To sustain fusion using the system that the NIF scientists have created, they will need to create a manufacturing process that can quickly create the hydrogen isotope beads. A feeding system that can send these beads into the correct location at a speed of ten beads per second. Have the electric power to fire the 192 lasers ten times per second without stopping or experiencing component failure. Build the steam generators and all the support equipment necessary to turn the released energy into electricity. Solving the above problems is meaningless if a containment structure is not built that can contain the generated heat and energy that the fusion reaction would create. There is no solid material on earth that can withstand the temperatures that are created by nuclear fusion.
SPARC tokamak is an MIT spinoff and their physicists first worked out a torus shaped containment structure, see photo 2, that uses super magnets for plasma confinement and to control the fusion of two hydrogen isotopes; deuterium and tritium. Their test reactor is expected to be completed in 2025. Sea water contains lots of deuterium and tritium can easily be created by exposing the element lithium to the neutrons in the SPARC tokamak plasma.

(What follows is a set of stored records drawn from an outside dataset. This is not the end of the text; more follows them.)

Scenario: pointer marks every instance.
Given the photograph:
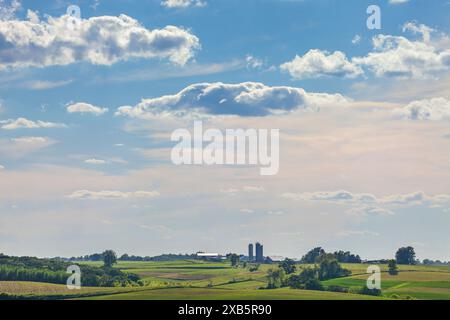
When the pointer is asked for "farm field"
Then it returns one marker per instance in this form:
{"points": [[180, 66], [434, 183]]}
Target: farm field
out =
{"points": [[196, 280]]}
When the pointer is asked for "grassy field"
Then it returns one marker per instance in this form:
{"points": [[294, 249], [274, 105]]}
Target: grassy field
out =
{"points": [[196, 280]]}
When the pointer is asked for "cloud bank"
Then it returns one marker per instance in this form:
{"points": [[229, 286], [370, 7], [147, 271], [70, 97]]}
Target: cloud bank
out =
{"points": [[243, 99], [102, 40]]}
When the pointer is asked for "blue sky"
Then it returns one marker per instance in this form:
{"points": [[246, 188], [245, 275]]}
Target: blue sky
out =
{"points": [[368, 113]]}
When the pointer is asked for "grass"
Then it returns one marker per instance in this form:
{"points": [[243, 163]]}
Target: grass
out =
{"points": [[197, 280]]}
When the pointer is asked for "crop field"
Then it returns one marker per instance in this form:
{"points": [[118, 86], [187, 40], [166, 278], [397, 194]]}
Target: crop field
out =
{"points": [[196, 280]]}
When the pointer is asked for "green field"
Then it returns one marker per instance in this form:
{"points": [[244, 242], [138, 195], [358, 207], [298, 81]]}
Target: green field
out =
{"points": [[196, 280]]}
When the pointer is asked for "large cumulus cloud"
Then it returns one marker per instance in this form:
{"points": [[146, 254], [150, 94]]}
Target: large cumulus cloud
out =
{"points": [[242, 99], [100, 40]]}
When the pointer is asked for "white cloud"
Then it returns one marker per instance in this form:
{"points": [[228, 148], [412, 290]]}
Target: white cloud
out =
{"points": [[112, 195], [362, 233], [102, 40], [253, 62], [44, 84], [22, 123], [20, 147], [183, 3], [402, 58], [398, 1], [317, 63], [356, 39], [8, 9], [369, 210], [242, 99], [392, 56], [427, 109], [422, 29], [368, 204], [95, 161], [82, 107]]}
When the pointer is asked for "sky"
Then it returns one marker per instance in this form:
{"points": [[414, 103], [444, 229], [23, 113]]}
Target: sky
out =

Plasma is another form of matter. The most common forms of matter are solids, liquids and gas. If you super heat gas it turns into a plasma and the SPARC plasma will be so hot that the deuterium and tritium hydrogen atoms will break down into a soup of hydrogen charged particles. At a temperature of over 100 million degrees these charged particles will achieve thermonuclear fusion creating helium and releasing a fantastic amount of energy. This video should further your understanding of what SPARC is trying to achieve https://youtu.be/2AjO-EWa734.
For fusion to become a reliable method of generating electricity scientists and engineers need to move past successful ignition and build a system that can generate a sustainable reaction including the generators that can turn the created energy into electricity.
Taking it a Step Further
How are these two approaches to creating fusion the same and how are they different?
What advantage would nuclear fusion energy production have over current wind, solar and nuclear fission?
Student STEM projects could range from creating posters to building models that uses electromagnetism in creative ways.